Chamber opposes FTC's proposal to ban non-compete clauses

Senators bash Chamber of Commerce over plan to sue FTC

Senate Democrats Elizabeth Warren and Sheldon Whitehouse took a hit at the Chamber of Commerce for its opposition of the Federal Trade Commission's (FTC) proposal to ban non-compete clauses.

The Chamber had previously threatened to sue the FTC should it go through with the proposal. However, that threat “represents exactly the type of ‘frivolous litigation’” that the Chamber claims to oppose, they said.

“The Chamber’s description of noncompete agreements as a tool for ‘fostering innovation and preserving competition’ is demonstrably false, and represents exactly the kind of Washington insider doublespeak that big business has been using for years to justify anti-worker and anti-consumer policies,” they said.

Pushing through with their threat would mean that the Chamber owe its member companies – and those members’ customers and workers – “an explanation for undermining” the Chamber’s stated values by “opposing this business-, worker-, and consumer-friendly policy”.

The FTC proposed the new rule that would ban employers from imposing non-compete clauses on their employees back in January. This could increase workers’ wages by $300 billion a year, according to the FTC.

The proposed rule essentially prohibits all non-compete agreements except those entered as part of the sale of a business and requires employers to rescind all non-compete agreements currently in place, and to do so within 180 days of the date of the final rule publication.

However, in an op-ed posted on the Wall Street Journal, Suzanne P. Clark, Chamber president, said the FTC’s intent to trigger Section 5 of the FTC Act to ban unfair methods of competition undermines its commitment to “preserving innovation in a free market,” reported CBS. 

Section 5 prohibits ″unfair or deceptive acts or practices in or affecting commerce″⁣ for everyone engaged in commerce.

“This assertion is absurd,” said Warren and Whitehouse.

“These noncompetes do nothing but stifle competition for workers, businesses seeking to hire them, and entrepreneurs starting their own businesses. They depress competition, and make our economy less innovative and dynamic.”

This is backed up by the Federal Reserve Bank of Minneapolis, they said, which found that “non-compete contracts limit our economy’s potential” by making it more difficult for employers and entrepreneurs to recruit new workers or start new businesses.

Questions

Now, the senators are requesting the Chamber to answer to the following questions no later than March 13, 2023:

1. How did the Chamber determine that it would oppose the non-compete rule, and that it would sue to stop it?

a. Does this opposition represent the view of each of your member companies?

b. Specifically, does it represent the views of your small business members?

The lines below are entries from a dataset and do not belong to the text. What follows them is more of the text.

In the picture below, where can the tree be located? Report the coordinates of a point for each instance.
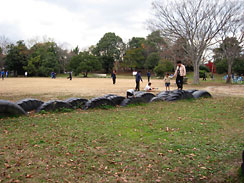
(197, 22)
(155, 42)
(230, 49)
(221, 66)
(110, 46)
(17, 58)
(163, 67)
(44, 59)
(136, 42)
(152, 60)
(238, 66)
(84, 63)
(134, 58)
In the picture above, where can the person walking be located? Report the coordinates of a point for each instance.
(2, 74)
(167, 82)
(70, 76)
(204, 77)
(148, 76)
(138, 79)
(113, 75)
(180, 72)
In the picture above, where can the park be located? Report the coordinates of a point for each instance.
(141, 143)
(123, 91)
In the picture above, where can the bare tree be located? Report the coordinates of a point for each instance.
(4, 42)
(197, 22)
(231, 45)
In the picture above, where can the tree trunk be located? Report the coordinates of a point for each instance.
(196, 73)
(228, 80)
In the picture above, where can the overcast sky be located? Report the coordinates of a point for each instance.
(73, 22)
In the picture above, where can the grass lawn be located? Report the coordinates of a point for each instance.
(185, 141)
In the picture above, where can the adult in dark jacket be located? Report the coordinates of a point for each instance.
(138, 79)
(113, 75)
(148, 76)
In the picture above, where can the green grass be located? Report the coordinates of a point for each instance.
(185, 141)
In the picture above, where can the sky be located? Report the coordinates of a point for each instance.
(73, 22)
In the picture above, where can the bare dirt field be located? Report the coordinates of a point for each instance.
(45, 88)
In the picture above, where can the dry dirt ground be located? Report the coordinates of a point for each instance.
(45, 88)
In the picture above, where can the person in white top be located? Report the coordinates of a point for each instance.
(148, 87)
(180, 73)
(130, 93)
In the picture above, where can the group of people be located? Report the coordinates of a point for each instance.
(3, 74)
(179, 74)
(53, 75)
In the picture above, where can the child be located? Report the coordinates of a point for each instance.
(130, 93)
(167, 82)
(148, 88)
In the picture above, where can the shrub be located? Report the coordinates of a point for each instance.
(163, 67)
(204, 68)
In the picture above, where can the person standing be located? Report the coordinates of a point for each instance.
(113, 75)
(167, 82)
(2, 74)
(204, 77)
(148, 76)
(180, 72)
(70, 76)
(138, 79)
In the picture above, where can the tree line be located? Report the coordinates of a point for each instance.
(152, 53)
(181, 30)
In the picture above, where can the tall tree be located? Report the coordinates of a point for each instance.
(136, 42)
(84, 63)
(110, 46)
(197, 22)
(17, 58)
(230, 50)
(44, 59)
(155, 42)
(152, 61)
(134, 58)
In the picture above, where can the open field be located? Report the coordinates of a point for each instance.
(185, 141)
(60, 88)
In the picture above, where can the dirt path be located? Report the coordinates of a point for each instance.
(46, 88)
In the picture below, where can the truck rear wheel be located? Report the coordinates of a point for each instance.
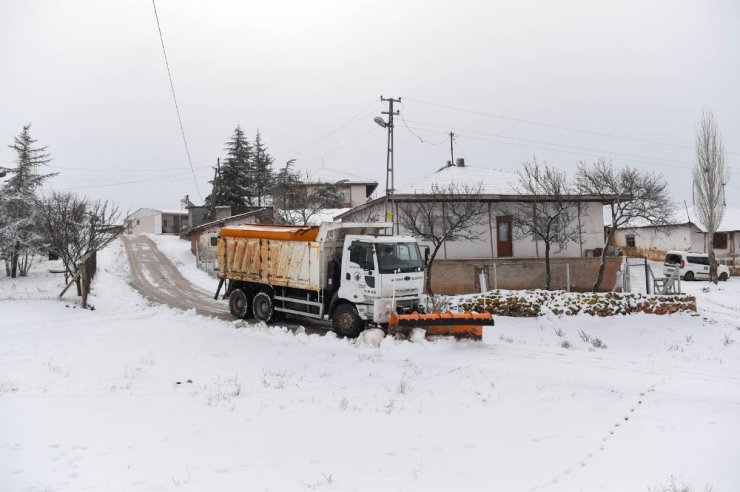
(263, 307)
(347, 322)
(239, 304)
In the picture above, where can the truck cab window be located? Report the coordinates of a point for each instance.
(362, 254)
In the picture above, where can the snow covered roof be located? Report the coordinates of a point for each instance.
(325, 175)
(682, 215)
(493, 181)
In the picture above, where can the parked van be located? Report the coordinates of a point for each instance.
(692, 266)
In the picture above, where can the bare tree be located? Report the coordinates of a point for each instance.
(297, 201)
(710, 177)
(548, 213)
(447, 213)
(631, 195)
(74, 226)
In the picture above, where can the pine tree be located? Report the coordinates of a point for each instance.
(19, 235)
(263, 177)
(235, 185)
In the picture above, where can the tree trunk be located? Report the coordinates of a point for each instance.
(602, 265)
(14, 261)
(712, 259)
(547, 266)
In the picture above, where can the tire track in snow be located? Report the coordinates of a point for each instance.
(612, 432)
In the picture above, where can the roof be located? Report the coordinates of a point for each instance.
(145, 211)
(225, 220)
(496, 185)
(683, 215)
(493, 181)
(331, 176)
(286, 233)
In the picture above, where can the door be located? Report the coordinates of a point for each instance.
(503, 236)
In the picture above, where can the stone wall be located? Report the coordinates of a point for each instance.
(462, 276)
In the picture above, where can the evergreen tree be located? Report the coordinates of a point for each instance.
(19, 234)
(234, 186)
(264, 179)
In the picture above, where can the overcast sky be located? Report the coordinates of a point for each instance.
(563, 81)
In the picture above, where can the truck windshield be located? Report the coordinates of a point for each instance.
(398, 257)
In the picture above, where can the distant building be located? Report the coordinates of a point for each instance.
(684, 232)
(354, 189)
(155, 221)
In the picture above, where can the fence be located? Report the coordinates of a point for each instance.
(46, 280)
(574, 274)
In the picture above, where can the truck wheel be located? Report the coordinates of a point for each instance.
(347, 322)
(263, 307)
(239, 304)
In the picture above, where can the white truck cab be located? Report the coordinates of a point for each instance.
(380, 274)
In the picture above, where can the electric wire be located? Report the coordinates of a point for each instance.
(351, 121)
(549, 125)
(589, 149)
(174, 98)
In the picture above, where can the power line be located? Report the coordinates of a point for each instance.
(372, 130)
(549, 125)
(174, 98)
(589, 149)
(354, 119)
(562, 150)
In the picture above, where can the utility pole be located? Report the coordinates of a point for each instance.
(216, 186)
(389, 185)
(452, 152)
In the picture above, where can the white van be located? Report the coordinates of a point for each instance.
(692, 266)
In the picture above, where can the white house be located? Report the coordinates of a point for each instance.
(498, 193)
(505, 259)
(155, 221)
(684, 232)
(355, 189)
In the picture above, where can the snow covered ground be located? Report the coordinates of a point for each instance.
(138, 397)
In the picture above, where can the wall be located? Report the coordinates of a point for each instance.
(685, 237)
(461, 277)
(592, 236)
(146, 224)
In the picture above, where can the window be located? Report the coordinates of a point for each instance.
(719, 241)
(698, 260)
(361, 254)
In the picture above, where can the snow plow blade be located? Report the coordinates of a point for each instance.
(463, 325)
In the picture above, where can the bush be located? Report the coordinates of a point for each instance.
(531, 303)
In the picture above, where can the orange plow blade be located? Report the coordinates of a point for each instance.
(458, 325)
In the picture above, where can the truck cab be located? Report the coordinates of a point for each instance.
(380, 274)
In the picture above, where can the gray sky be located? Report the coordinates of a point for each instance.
(90, 77)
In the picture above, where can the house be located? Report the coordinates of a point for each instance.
(509, 261)
(683, 232)
(354, 189)
(155, 221)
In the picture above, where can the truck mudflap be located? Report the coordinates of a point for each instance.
(459, 325)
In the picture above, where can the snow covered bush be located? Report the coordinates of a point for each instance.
(531, 303)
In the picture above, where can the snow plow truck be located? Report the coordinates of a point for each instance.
(349, 273)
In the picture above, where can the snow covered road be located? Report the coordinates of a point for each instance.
(139, 397)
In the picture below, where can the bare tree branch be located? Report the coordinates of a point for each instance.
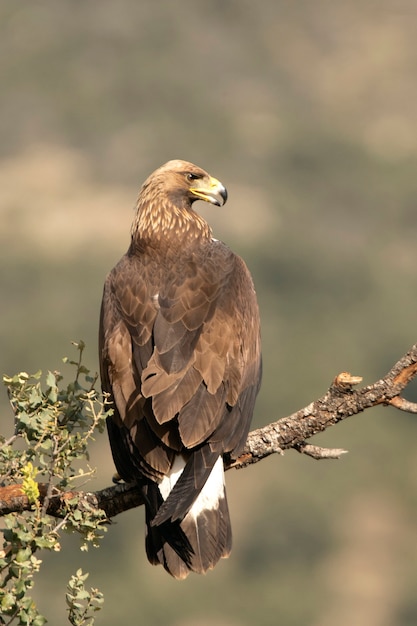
(340, 402)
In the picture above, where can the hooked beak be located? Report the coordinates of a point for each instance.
(210, 190)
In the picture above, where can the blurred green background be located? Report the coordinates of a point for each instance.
(307, 112)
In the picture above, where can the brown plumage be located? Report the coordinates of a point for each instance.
(180, 358)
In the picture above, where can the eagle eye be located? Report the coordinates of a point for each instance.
(191, 176)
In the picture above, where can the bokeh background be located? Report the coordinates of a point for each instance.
(307, 112)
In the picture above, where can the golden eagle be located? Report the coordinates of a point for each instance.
(180, 358)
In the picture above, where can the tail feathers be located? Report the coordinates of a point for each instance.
(198, 540)
(194, 545)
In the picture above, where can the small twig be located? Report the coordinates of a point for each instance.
(403, 405)
(318, 453)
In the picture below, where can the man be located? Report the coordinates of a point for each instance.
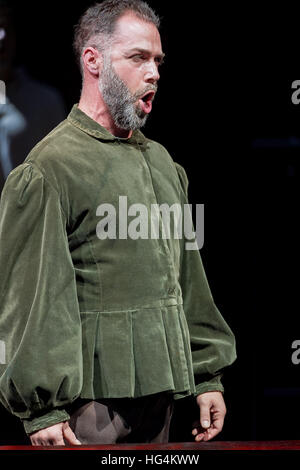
(103, 332)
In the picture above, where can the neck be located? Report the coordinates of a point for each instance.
(92, 104)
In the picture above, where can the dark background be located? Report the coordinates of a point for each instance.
(224, 112)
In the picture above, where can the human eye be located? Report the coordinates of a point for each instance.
(159, 60)
(137, 57)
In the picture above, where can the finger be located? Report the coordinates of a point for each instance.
(70, 436)
(205, 415)
(59, 442)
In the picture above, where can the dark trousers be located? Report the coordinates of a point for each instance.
(120, 420)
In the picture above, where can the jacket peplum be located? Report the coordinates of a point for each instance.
(90, 317)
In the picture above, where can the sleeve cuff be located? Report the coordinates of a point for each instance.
(213, 385)
(44, 421)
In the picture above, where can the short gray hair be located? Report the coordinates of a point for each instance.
(97, 25)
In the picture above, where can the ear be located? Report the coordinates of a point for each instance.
(92, 60)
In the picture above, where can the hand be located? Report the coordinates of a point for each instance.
(212, 414)
(54, 436)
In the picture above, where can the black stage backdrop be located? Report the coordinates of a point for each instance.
(225, 112)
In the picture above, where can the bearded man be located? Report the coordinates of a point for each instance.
(103, 333)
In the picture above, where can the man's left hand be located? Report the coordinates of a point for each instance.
(212, 414)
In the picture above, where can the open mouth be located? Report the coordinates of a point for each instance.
(146, 101)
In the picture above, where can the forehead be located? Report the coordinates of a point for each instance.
(132, 32)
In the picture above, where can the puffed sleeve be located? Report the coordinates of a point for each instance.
(40, 328)
(212, 341)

2. Which Chamber members have donated to the Chamber’s efforts to challenge this rule?

a. Please provide a list of all corporations participating in this effort and the amount of money pledged from each.

3. Does the Chamber provide any guidance for member organizations regarding the use of abusive or unenforceable noncompete agreements?

4. Which of the Chamber of Commerce’s large corporate members use non-compete agreements?

5. How many of the Chamber’s small business members use such agreements?

“The Chamber owes its member organizations, and the American public, an explanation for its intention to oppose this rule and defend a deeply exploitative and unfair method of competition that harms workers and businesses,” they said in the letter to Clark.